The forward transition function for moving-aggregate mode is not allowed to return NULL as the new state value. If the inverse transition function returns NULL, this indicates that the inverse function cannot reverse the state computation for this particular input, and the aggregate computation must therefore be recalculated "from scratch" starting from the beginning of the current frame. In some rare cases, reversing the state computation in progress is impractical; this convention allows the use of moving-aggregate mode in such situations.
If no moving-aggregate implementation is provided, the aggregate can still be used with moving frames, but the system will recalculate the entire aggregate whenever the frame start moves. Note that regardless of whether the aggregate supports moving-aggregate mode, the system can handle a moving frame end without recalculation, simply by adding new values to the aggregate state. This is why using an aggregate as a window function requires the final function to be read-only. The final function is expected not to destroy the aggregate's state value, so that the aggregate can continue even after an aggregate result value has been obtained for one set of frame boundaries.

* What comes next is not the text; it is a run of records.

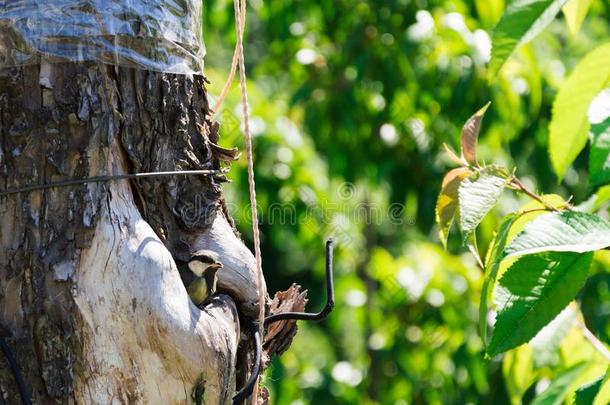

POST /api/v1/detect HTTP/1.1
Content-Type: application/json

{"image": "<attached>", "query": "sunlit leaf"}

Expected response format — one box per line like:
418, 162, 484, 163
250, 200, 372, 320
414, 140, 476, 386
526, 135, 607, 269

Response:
488, 252, 592, 356
505, 211, 610, 257
475, 0, 506, 27
530, 304, 577, 367
436, 167, 472, 248
589, 89, 610, 188
574, 376, 603, 405
443, 143, 468, 166
481, 195, 568, 344
489, 0, 568, 77
529, 362, 587, 405
503, 344, 535, 405
588, 88, 610, 124
458, 166, 511, 241
549, 43, 610, 180
480, 214, 518, 343
461, 102, 491, 166
589, 119, 610, 188
562, 0, 593, 36
508, 194, 567, 241
594, 367, 610, 405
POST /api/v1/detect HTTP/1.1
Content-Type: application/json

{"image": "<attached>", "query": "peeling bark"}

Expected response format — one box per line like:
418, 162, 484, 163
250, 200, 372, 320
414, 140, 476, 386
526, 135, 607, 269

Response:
0, 62, 263, 404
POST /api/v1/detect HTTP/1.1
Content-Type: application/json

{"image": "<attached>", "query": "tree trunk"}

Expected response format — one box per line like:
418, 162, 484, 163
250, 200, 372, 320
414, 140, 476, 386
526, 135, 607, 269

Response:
0, 62, 264, 404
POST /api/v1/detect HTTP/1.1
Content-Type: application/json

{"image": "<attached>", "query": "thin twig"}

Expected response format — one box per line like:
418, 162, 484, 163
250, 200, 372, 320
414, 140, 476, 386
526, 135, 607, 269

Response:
580, 322, 610, 362
509, 177, 562, 211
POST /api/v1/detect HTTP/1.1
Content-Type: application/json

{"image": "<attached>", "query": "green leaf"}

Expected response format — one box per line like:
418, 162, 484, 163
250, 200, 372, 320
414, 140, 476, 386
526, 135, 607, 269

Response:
475, 0, 506, 27
480, 196, 566, 344
461, 102, 491, 166
488, 0, 568, 77
503, 344, 535, 405
487, 252, 592, 356
589, 119, 610, 188
589, 89, 610, 188
505, 211, 610, 257
549, 43, 610, 180
530, 305, 576, 367
436, 167, 472, 248
480, 214, 518, 343
574, 377, 603, 405
530, 362, 587, 405
562, 0, 593, 36
458, 166, 510, 241
594, 367, 610, 405
588, 88, 610, 124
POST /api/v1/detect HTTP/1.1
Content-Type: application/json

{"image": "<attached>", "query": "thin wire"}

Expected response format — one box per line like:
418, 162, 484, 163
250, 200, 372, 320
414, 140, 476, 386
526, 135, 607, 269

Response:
233, 0, 265, 403
0, 169, 222, 197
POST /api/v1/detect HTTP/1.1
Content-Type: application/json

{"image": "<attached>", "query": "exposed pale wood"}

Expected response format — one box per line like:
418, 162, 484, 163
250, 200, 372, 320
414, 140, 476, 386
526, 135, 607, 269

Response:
0, 62, 265, 404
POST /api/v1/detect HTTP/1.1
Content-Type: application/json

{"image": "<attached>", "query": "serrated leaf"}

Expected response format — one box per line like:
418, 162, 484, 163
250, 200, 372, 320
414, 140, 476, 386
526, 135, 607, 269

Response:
436, 168, 472, 248
488, 0, 568, 77
562, 0, 593, 36
505, 211, 610, 257
530, 305, 577, 367
480, 195, 566, 344
461, 102, 491, 166
530, 362, 587, 405
458, 166, 510, 241
487, 252, 592, 356
574, 377, 603, 405
549, 43, 610, 180
480, 214, 518, 343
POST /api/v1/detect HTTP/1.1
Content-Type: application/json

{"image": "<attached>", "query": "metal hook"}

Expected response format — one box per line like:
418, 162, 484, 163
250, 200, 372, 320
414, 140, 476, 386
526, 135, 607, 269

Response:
232, 239, 335, 404
264, 238, 335, 325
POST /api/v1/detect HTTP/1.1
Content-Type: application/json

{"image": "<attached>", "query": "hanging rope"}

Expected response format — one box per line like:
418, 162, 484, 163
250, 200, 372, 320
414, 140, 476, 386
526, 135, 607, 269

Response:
211, 0, 244, 114
230, 0, 266, 403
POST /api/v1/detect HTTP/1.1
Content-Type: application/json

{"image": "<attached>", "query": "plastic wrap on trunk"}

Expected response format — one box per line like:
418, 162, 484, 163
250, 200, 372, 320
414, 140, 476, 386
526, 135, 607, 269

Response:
0, 0, 205, 74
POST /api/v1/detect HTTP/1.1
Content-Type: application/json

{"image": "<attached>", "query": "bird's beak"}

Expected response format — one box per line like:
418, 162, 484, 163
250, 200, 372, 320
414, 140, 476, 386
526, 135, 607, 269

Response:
210, 263, 223, 271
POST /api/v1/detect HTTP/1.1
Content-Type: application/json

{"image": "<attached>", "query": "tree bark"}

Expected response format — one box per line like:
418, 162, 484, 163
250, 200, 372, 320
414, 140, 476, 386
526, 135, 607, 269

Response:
0, 62, 263, 404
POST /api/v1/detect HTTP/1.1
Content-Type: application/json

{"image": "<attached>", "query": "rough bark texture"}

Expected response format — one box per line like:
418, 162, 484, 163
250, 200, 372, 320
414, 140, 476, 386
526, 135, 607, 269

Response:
0, 62, 263, 404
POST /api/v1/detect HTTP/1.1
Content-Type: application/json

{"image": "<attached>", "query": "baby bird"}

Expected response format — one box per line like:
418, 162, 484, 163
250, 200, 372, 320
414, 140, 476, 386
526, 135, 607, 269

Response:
186, 250, 223, 306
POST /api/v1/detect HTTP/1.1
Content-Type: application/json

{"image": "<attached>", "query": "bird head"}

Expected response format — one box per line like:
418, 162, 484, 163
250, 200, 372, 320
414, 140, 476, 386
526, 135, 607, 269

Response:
188, 250, 223, 278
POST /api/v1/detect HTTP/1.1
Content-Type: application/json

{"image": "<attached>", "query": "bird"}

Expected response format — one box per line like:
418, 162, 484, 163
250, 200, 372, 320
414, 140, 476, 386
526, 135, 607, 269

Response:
186, 250, 223, 307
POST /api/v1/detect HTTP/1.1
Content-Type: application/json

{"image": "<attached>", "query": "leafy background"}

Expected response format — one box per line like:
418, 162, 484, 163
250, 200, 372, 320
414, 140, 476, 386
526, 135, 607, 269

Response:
201, 0, 610, 403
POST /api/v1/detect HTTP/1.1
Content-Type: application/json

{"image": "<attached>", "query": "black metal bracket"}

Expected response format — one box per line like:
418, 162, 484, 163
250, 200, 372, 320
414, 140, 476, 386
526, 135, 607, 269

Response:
232, 239, 335, 404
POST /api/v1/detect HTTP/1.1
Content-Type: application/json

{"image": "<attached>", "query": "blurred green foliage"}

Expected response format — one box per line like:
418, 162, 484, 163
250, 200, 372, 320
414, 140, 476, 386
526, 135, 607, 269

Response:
202, 1, 610, 403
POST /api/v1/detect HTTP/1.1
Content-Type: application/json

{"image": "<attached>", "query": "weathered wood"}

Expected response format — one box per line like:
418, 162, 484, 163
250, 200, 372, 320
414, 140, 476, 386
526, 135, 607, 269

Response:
0, 62, 263, 404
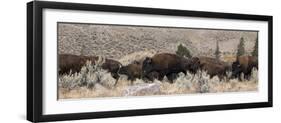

The syntax for ordered-set aggregates allows specifying VARIADIC for the last direct parameter and the last aggregated (WITHIN GROUP) parameter. However, the current implementation restricts the use of VARIADIC in two ways. First, ordered-set aggregates can only use VARIADIC "any", not other variadic array types. Second, if the last direct parameter is VARIADIC "any", then there can only be one aggregated parameter and it must also be VARIADIC "any" (in the representation used in the system catalog, these two parameters are merged into a single VARIADIC "any" item, because pg_proc cannot represent functions with more than one VARIADIC parameter). If the aggregate is a hypothetical-set aggregate, the direct parameters matching the VARIADIC "any" parameter are the hypothetical parameters. Any preceding parameters represent additional direct parameters that are not constrained to match the aggregated parameters.
Currently, ordered-set aggregates do not need to support moving-aggregate mode, because they cannot be used as window functions.
Partial (including parallel) aggregation is currently not supported by ordered-set aggregates. Also, aggregate calls that include DISTINCT or ORDER BY clauses will not use partial aggregation, because those semantics cannot be supported during partial aggregation.